Landustrie: New sanitation

We recognize that innovation in wastewater technology is of utmost importance. Main issues are how to reduce energy consumption and contribute to a circular economy. This has led to new innovative sanitation solutions such as decentralized wastewater treatment, resulting in the regeneration of valuable material, and residues that are reused for energy production.

In close cooperation with our sister company DeSaH B.V. we are able to market these new sanitation technologies.


Circular Buiksloterham, Amsterdam

In the Buiksloterham district of Amsterdam, located on the northern bank of the river IJ, 550 houses will be connected to a floating wastewater treatment plant. The “Circular Buiksloterham” project will be completed in mid-2019.
The houses will be equipped with vacuum toilets which will reduce drinking water consumption. These toilets will only use 1 litre of water per flush. The black water from the toilets is then collected via a vacuum sewer system and transported to the floating black water treatment plant. Here, harmful substances are removed from the medium and biogas is produced by means of anaerobic digestion. By converting biogas into electricity, the installation has become completely energy-neutral. Furthermore, nutrients are recovered from the black water, such as phosphate, which can be reused as a fertilizer.

Contractor : Waternet Amsterdam

Circular Buiksloterham
Floating wastewater treatment plant

Government building The Hague

Rijnstraat 8, The Hague

For the Dutch government building "Nieuwe Rijkskantoor" located at Rijnstraat 8, The Hague, Landustrie realized a decentralised water treatment plant.
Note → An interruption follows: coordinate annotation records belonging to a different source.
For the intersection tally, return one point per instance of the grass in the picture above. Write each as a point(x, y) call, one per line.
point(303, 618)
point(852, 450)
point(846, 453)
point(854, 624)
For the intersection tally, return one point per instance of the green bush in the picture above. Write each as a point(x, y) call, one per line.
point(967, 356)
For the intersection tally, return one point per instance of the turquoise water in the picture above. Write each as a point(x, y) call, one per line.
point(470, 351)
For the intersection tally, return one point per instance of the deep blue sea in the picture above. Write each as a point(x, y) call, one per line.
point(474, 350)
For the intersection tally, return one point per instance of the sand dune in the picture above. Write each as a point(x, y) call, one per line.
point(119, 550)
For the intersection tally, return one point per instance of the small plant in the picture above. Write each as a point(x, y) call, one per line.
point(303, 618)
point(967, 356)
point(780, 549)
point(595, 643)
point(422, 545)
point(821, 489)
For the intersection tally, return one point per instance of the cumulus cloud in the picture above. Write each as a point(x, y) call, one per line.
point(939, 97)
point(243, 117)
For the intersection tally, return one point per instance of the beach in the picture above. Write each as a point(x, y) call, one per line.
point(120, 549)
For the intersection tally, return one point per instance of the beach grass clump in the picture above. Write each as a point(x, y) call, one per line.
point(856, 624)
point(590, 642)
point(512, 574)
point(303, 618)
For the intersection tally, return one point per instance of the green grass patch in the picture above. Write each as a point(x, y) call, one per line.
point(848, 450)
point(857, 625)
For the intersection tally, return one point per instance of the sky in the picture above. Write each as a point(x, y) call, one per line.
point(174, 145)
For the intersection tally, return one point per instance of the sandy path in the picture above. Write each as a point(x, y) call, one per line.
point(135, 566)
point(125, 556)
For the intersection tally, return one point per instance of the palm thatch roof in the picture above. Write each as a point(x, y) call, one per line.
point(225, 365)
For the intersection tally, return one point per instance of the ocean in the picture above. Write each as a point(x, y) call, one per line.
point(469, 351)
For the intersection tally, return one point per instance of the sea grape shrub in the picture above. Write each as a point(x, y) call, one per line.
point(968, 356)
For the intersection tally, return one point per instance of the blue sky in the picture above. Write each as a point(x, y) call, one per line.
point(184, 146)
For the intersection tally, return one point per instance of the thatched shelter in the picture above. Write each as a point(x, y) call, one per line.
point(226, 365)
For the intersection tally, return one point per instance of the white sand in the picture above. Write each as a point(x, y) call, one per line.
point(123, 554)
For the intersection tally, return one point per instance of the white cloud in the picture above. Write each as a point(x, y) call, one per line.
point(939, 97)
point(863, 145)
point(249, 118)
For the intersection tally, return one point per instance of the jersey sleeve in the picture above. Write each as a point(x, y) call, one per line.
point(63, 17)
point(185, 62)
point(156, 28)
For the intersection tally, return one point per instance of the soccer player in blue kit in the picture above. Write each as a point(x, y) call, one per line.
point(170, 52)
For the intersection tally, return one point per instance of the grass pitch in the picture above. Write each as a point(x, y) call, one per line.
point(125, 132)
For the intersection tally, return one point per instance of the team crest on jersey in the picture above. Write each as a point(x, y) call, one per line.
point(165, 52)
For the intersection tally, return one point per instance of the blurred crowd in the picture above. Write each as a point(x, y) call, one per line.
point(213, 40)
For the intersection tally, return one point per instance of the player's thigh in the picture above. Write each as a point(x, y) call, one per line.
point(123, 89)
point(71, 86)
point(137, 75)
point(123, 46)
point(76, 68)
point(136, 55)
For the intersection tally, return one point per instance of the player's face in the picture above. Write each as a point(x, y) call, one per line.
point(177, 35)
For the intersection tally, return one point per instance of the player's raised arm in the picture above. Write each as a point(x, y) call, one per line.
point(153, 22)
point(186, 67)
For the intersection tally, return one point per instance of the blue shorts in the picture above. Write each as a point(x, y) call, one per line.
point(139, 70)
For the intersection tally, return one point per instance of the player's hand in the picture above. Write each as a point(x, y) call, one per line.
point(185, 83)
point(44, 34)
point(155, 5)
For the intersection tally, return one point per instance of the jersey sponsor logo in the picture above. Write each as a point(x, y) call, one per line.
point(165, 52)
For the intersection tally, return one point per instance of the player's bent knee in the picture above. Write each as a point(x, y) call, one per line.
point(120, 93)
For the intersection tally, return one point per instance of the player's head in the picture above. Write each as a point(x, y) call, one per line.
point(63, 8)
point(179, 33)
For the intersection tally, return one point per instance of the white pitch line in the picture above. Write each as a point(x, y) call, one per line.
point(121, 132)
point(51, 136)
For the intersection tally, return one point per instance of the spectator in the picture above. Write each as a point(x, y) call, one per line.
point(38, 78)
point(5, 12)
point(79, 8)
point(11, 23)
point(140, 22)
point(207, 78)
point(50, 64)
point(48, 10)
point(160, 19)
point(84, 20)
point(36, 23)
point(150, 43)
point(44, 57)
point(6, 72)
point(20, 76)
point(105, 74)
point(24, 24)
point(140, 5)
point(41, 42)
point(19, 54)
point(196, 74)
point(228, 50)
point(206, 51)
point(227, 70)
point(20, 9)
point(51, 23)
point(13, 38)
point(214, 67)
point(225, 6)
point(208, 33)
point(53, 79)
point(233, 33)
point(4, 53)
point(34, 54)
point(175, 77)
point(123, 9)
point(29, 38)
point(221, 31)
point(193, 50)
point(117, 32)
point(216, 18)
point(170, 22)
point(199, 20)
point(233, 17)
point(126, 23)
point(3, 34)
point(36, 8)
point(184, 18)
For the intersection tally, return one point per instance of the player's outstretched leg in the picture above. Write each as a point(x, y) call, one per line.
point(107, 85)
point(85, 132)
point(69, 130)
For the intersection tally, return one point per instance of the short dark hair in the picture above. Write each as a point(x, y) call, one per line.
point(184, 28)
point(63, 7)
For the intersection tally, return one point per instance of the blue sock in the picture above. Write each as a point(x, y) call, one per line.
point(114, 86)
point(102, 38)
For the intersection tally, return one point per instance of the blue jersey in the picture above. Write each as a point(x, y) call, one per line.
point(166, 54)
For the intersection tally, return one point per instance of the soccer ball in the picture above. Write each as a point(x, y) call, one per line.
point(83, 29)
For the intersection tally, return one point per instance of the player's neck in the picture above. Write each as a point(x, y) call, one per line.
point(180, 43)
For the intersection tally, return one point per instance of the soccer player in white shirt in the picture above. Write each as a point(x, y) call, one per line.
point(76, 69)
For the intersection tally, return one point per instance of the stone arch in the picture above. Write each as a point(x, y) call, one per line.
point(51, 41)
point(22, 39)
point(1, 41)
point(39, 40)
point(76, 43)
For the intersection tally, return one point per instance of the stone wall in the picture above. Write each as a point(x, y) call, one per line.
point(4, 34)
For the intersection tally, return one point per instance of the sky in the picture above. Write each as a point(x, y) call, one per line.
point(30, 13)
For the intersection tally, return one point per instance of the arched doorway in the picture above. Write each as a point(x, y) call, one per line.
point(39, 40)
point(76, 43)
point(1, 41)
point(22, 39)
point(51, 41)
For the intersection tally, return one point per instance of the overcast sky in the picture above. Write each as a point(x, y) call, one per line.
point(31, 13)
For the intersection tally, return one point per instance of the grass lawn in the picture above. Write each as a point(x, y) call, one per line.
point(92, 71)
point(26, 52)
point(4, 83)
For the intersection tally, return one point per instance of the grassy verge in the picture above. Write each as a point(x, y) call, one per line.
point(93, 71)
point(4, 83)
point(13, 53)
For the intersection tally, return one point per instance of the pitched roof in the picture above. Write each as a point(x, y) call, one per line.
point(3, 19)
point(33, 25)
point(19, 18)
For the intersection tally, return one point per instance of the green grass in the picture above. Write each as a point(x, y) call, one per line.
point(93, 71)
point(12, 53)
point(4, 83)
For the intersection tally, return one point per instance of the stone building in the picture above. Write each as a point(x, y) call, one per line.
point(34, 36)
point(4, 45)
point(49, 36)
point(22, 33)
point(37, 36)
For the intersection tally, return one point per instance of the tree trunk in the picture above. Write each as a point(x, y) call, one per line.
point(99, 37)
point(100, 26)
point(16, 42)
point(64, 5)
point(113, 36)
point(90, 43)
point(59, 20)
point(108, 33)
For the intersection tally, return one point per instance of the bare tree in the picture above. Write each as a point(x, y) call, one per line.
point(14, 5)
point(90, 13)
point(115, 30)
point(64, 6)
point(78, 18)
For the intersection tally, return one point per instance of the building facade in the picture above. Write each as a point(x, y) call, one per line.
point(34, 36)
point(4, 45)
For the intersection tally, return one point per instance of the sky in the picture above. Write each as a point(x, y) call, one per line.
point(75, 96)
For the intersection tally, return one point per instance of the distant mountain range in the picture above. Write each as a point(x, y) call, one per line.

This new accommodation for approx. 6000 civil servants from a number of government ministries is equipped to process the wastewater and recover energy and nutrients. 
The existing waste streams from the office are treated in the building; the black water from vacuum toilets is collected together with the organic waste in a concentrated manner and processed in a digester tank. The digestion process produces renewable energy in the form of biogas that is used to heat the building. The yellow water from the urinals is processed in the struvite reactor. Phosphate is recovered from the collected urine in the form of struvite. This can be applied directly as fertilizer. 
This new installation will pay for itself through savings on water use, water treatment levy and costs of waste treatment and energy. The Ministry building is the largest office where such a sustainable sanitation concept has been applied.